The tragic beauty of war is that it represents the defining moment of everyone who ever fought in one. Perhaps more than the birth of a child or the death of a parent, to the soldier war is the triggerpin of his life. And so, those who go off to fight come back with permanent memories, recollections of a time and place they cannot and will not ever forget.
For those of us who have never been to war, we must rely on these written impressions as being accurate and true. The soldier-writer wants us to feel what he's felt and here, Bill Shanahan, a specialist in the Vietnam war, empties those moments out on the page in creating a moving, if sometimes labored memoir.
The Lurps (Long Range Patrol) were soldiers inserted behind enemy lines to gather intelligence and information on the NVA and Vietcong. Stealth Patrol weaves together the diary of a dozen or so Lurp missions and brings the reader into the Asian jungle, surrounded by hostiles, and explains how a man is capable of not only engaging in such mind-terrorizing work but also thrive on it.
In simple language, at times grammatically awkward but essentially well-constructed, Shanahan describes how he was coaxed into becoming a Ranger (what the Lurp was eventually called), what the training was like, and what his early missions entailed. But, quite craftily, he focused on the men he worked with, and talked about their strengths and heroics while on site, rather than what they were required to complete.
The bond formed between the men was really the most unbelievable aspect portrayed here as Team Leaders (TL) and Assistant Team Leaders (ATL) would ofttimes take point (be the man in front leading the expedition)and put themselves in harm's way in an attempt to keep their company safe.
It's hard to imagine what it takes to become a Lurp but those emotions and elements are clearly presented. The author tells how scared he was, how unsure in undertaking an assignment; he wasn't afraid to lay his soul on the line.
The sole aspect that became a bit redundant was the repetitious manner in which each patrol was described. It read something like a laundry list, and the book found itself in sluggish waters during these chapters. One insertion sounded like the one before.

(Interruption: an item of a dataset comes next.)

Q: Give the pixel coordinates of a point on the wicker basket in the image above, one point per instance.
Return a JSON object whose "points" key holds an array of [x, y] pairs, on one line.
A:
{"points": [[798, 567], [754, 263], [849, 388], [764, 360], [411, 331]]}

But for anyone intrigued by the seemingly superhuman qualities necessary to become a Lurp soldier, Stealth Patrol explains it all. If you've ever tried to imagine what kind of fortitude and trust in your fellow soldier it took to be dropped miles inside enemy areas, this book is for you. For the author, his time overseas would become a lynchpin for the rest of his life. He even re-upped for a second tour of duty and no one does this without being profoundly affected by his experiences there.

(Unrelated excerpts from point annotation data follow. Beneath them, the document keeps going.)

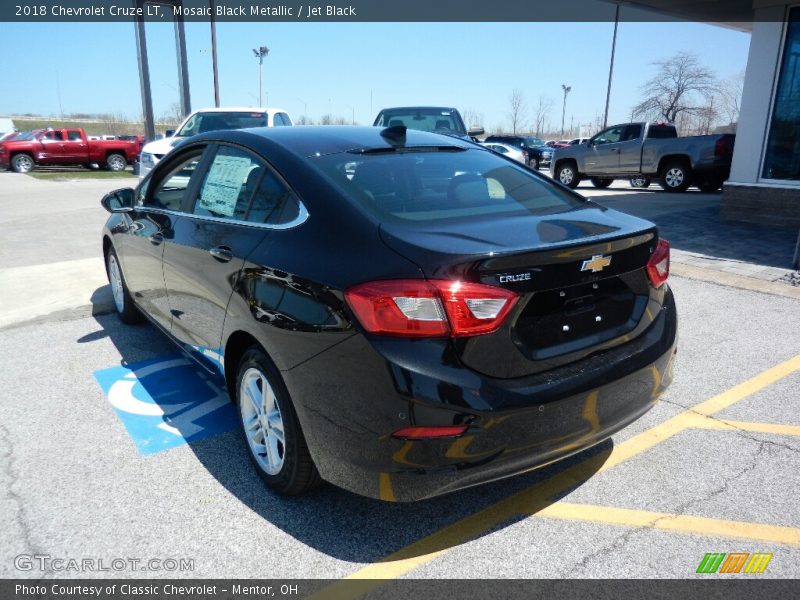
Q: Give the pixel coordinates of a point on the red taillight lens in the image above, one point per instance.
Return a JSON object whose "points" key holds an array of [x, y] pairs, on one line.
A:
{"points": [[421, 308], [658, 265], [427, 433]]}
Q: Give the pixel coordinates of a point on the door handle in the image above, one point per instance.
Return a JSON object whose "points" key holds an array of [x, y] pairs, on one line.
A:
{"points": [[221, 253]]}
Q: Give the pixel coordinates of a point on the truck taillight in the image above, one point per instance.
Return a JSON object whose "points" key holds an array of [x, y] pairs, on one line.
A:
{"points": [[429, 308], [658, 265]]}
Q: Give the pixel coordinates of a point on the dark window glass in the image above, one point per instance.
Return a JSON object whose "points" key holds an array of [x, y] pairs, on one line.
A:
{"points": [[229, 185], [782, 158], [425, 185], [171, 189]]}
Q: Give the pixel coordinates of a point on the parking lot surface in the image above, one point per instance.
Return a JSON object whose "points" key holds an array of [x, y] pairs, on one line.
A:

In his description of a Lurp affectionately dubbed Tad, the writer spills his emotions onto the page in revealing how much he loved and respected him. And Tad, indeed, was one focused man; he re-upped for five tours, more than any other Ranger, and was ultimately forced to leave the field when the NVA put a hit out on him. It is in these descriptions of fellow mates that makes Bill's expose so emotionally engaging.

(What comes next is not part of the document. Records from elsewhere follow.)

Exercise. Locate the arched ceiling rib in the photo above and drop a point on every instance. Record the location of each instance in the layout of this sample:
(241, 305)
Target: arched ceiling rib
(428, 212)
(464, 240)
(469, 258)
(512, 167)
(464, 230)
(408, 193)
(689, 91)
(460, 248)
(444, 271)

This is a scary book, scary because it reveals what it takes to go beyond the call of duty. These Lurps operated above and beyond what the line soldier went through. And anyone capable of inserting himself into operations where he looked into the evil eyes of death day after day is an extraordinary man. While this isn't quite an extraordinary book, it is a swift read. And if you weren't there, it does offer up emotions and episodes that might, in time, become long-distance landmarks for you to measure your life by.